Probably it doesn't matter here, but it's something everyone dual-booting should know. Windows like partitions to end on cylinder boundaries; linux (and possibly other systems) doesn't care. This can lead to fs corruption and data loss when manipulating Windows partitions with linux tools (yes, it also happened to me years ago). So, as bad as it's sounds, Partition Magic is a dual-booter's good friend.   :Wink: 

----------

## SerfurJ

i figured it out.  these were the modules i needed: nls_iso8859_1 and nls_cp437.

----------

## dkaplowitz

 *SerfurJ wrote:*   

> i figured it out.  these were the modules i needed: nls_iso8859_1 and nls_cp437.

 

That's exactly what I needed...thanks for posting that.

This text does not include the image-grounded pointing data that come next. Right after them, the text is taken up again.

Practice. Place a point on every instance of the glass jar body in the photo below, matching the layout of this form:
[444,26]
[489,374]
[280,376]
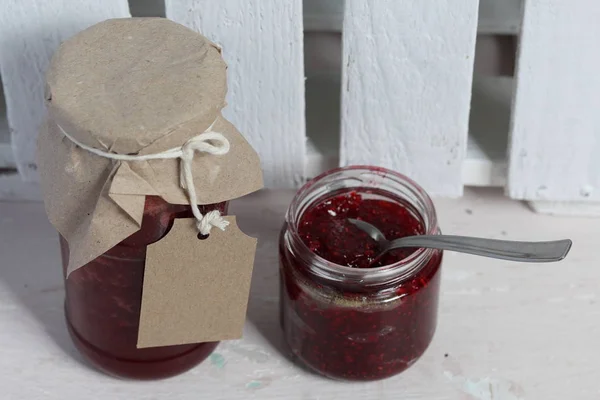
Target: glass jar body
[103,302]
[349,326]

They were pretty easy to find, but for anyone having trouble, they were under File Systems > Native Language Support.

----------

## Gentree

@Serfurj, 

could you edit your thread to break the line:

snd_pcm_oss,snd_mixer_oss,snd_emu10k1,snd_rawmidi,snd_pcm, snd_timer,snd_seq_device,snd_ac97_codec,snd_util_mem,snd_hwdep 

its making the thread pretty unreadable.

Thx.  :Cool: 

----------

## SerfurJ

Gentree, 

ok, i did.  but now your thread has a long line.

----------

## Gentree

Ha! Brilliant.  

I thought it was the code block that was fixing the width  :Embarassed: 

Anyway its a useful thread now I can read it better.

Thx  :Cool: 

----------